McKinsey’s 12 Disruptive Tech Trends – how will Trade Credit be Affected?

McKinsey compiled a cheat sheet for the future of tech and it has been a good conversation piece for the many doomsayers concerning the current state of sluggish to no growth in most countries.

Below are the 12 technologies that they believe will remake future business. I provide this list because some of them may impact the way trade finance and trade credit is done. Think 3D printing, where a buyer will select a design or buy a pattern to make something once or many times, as opposed to buying inventory. I admit, many on this list may have little to no impact, but who knows.

Here are the 12:

  1. Energy storage
  2. Genomics
  3. Advanced materials – think nanotechnology
  4. Autonomous vehicles – do I really need to be driven around a busy metropolitan city autonomously? Seriously? Okay, I get it for truck drivers and long distances, but busy metro areas, not convinced.  I think its years before we see this being a reality, I mean we cant even get a critical mass of electric cars
  5. Renewable energy – sun and wind replace fossil fuels –trillions have been spent and will continue to be, but not a game changer for trade credit (certainly for infrastructure and commodity markets).
  6. Advanced robotics – the robot for human substitution is not a good one from a labor perspective and reminds me a lot of the labor arbitrage played when moving labor intensive back offices offshore to places like India.
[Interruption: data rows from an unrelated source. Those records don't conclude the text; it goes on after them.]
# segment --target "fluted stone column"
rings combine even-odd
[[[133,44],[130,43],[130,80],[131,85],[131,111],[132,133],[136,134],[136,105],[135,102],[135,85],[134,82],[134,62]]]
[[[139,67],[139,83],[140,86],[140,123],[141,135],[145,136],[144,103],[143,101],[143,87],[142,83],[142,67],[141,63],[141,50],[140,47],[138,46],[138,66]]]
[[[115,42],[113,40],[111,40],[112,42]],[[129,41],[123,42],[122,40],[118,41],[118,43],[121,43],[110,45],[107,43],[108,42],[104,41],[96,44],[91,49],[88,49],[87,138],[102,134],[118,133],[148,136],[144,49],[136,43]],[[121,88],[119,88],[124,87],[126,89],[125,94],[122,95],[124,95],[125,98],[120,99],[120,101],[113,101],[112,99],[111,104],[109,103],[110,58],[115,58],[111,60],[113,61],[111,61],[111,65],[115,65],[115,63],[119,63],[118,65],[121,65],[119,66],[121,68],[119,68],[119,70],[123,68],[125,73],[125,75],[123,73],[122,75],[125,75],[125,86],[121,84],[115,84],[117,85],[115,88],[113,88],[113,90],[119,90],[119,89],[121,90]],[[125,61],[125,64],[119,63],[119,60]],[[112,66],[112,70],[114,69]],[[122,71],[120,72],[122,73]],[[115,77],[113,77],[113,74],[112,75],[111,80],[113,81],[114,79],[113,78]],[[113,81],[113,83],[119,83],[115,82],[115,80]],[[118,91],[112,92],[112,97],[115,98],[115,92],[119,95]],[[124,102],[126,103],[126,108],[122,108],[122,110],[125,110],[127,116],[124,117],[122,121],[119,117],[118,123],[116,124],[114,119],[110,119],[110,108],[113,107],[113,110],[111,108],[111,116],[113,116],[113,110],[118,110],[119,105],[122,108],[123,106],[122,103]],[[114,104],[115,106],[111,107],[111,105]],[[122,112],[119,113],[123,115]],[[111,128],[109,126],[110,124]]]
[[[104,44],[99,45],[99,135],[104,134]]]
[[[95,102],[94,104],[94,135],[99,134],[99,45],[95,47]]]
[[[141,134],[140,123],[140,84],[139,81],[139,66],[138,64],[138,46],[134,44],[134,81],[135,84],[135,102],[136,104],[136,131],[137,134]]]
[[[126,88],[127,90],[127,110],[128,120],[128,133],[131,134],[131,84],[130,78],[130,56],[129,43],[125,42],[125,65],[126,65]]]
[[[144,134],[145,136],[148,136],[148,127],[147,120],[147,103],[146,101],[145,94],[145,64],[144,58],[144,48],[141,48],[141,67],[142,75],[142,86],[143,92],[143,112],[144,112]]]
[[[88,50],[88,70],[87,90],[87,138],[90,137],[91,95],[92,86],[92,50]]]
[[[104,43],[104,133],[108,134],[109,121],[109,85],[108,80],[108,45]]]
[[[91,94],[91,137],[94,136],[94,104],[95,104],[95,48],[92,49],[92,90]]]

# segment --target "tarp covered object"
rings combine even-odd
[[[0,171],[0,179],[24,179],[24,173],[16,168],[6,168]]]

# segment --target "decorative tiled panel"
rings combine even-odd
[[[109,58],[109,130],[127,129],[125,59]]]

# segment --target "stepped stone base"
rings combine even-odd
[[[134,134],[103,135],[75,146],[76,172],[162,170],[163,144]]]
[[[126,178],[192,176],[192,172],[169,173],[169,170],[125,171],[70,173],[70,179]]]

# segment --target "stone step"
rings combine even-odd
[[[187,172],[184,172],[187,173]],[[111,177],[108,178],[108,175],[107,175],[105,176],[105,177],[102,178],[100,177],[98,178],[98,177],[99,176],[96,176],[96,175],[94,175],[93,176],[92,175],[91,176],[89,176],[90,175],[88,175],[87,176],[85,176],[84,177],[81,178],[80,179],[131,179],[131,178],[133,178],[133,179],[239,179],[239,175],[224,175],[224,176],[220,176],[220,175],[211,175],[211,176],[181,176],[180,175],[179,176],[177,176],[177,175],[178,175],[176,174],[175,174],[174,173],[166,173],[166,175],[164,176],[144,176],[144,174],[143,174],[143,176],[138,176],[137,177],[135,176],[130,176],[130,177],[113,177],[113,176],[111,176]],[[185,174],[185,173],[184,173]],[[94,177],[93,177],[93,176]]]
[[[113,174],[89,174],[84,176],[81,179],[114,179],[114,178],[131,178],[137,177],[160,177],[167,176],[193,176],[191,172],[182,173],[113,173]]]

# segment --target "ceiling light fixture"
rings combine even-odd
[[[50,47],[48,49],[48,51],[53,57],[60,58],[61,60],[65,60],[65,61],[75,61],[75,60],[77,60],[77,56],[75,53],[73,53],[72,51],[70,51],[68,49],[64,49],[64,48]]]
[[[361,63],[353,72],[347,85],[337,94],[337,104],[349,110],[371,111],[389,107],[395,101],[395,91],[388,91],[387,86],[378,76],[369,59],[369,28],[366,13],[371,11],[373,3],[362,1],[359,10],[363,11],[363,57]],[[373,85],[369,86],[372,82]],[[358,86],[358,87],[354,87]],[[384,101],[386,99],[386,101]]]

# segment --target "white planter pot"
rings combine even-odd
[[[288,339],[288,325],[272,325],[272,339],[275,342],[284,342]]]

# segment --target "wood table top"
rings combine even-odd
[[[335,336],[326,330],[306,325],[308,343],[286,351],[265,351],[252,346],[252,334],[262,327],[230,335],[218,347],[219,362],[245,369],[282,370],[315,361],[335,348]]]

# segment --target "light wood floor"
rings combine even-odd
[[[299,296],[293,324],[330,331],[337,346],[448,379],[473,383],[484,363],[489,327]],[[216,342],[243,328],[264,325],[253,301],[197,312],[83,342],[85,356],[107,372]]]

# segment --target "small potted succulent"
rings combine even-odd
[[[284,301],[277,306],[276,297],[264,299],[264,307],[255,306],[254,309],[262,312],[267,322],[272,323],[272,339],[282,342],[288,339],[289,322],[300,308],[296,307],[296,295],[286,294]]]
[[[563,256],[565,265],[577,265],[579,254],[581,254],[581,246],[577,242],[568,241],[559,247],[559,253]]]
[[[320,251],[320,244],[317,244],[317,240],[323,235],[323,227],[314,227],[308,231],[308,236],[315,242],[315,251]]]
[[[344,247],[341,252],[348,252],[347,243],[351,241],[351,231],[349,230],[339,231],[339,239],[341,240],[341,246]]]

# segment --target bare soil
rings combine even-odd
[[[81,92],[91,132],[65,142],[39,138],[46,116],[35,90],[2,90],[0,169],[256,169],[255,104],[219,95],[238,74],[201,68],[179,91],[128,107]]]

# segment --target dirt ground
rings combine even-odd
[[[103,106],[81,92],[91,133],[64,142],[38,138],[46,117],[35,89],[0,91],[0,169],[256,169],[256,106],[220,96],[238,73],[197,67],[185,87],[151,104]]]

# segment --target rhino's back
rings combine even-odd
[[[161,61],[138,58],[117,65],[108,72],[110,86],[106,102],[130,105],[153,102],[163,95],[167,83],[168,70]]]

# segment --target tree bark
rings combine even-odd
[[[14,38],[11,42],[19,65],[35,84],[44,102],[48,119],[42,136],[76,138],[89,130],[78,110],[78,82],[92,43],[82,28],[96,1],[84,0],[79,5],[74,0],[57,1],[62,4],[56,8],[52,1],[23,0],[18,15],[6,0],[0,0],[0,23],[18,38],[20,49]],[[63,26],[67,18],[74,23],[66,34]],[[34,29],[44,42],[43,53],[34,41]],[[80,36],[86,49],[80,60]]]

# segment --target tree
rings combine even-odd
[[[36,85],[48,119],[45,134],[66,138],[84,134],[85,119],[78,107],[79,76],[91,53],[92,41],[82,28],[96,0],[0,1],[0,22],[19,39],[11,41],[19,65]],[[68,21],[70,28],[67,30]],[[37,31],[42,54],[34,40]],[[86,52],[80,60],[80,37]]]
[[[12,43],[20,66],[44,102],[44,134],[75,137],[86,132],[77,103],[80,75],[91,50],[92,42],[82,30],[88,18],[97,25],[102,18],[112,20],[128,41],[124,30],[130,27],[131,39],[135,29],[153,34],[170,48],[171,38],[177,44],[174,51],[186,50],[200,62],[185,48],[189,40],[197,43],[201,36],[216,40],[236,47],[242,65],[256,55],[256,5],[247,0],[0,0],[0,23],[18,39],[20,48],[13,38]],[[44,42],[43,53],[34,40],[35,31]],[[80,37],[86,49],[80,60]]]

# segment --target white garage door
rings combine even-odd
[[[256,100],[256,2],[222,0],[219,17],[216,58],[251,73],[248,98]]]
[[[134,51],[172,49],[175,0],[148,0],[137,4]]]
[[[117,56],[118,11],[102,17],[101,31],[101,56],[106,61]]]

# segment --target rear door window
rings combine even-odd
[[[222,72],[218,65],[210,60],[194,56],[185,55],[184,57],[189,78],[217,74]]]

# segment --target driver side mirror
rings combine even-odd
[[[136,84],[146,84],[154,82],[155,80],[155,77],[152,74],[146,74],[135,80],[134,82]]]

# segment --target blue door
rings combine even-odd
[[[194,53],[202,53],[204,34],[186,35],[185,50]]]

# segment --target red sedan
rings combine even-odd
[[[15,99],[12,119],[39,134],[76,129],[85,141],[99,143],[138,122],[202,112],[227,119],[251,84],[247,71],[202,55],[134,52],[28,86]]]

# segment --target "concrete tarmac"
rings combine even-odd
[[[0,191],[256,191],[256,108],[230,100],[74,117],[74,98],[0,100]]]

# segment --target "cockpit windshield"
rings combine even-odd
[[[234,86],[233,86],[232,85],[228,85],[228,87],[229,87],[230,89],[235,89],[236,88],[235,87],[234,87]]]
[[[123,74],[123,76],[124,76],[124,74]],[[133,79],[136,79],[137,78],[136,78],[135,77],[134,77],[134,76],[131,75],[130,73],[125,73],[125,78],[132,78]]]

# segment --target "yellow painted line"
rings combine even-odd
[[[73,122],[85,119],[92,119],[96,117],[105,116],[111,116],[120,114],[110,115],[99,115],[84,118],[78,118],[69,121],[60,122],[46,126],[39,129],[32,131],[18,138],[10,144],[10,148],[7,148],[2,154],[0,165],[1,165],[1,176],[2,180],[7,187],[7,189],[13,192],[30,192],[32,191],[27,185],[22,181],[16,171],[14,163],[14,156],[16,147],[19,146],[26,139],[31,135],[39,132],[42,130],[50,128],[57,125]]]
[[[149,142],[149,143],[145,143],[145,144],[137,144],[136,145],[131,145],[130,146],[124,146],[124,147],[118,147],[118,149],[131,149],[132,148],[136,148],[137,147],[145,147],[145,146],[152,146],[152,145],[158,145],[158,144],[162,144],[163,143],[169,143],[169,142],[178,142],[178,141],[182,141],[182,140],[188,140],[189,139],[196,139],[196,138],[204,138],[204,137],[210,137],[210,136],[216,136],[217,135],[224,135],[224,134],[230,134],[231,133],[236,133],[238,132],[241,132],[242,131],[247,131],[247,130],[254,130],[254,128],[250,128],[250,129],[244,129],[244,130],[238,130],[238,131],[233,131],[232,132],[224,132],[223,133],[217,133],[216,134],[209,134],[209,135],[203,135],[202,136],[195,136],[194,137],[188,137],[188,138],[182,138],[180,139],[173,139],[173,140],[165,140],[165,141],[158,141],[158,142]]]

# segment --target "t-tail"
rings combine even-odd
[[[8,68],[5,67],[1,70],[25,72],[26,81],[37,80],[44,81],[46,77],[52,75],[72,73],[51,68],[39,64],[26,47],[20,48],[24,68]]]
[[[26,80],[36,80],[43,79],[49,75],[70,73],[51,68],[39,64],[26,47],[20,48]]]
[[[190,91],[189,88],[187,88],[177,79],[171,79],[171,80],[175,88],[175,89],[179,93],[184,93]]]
As to a credit impact, certainly payroll (and hence payables will be impacted as we trade off labor for fixed assets).
  7. 3D Printing – probably the biggest potential to change how supply chains function.
  8. Mobile internet – certainly driving a lot of changes around consumer payments now, this buy it now, anywhere culture could lead to interesting b2b finance propositions.
  9. Automation of knowledge work – geez, this is worse than the robots taking my job, its computers doing the work!
  10. Internet of Things – Most devices are not connected to the internet, but as that changes, will the way we order and pay for goods change?
  11. Cloud Technology – We are already seeing data in the cloud being used for new ways of finance, but as more data becomes available and more companies can reach customers globally, how does payments and finance respond?
  12. Advanced oil and gas exploration and recovery - changing oil and natural gas suppliers will impact trade flows dramatically, particularly from the Gulf States.

How do you think trade finance and trade credit will change with the above disruptive technologies?  Will it be much ado about nothing or will these technologies drive substantial changes in the way credit is injected?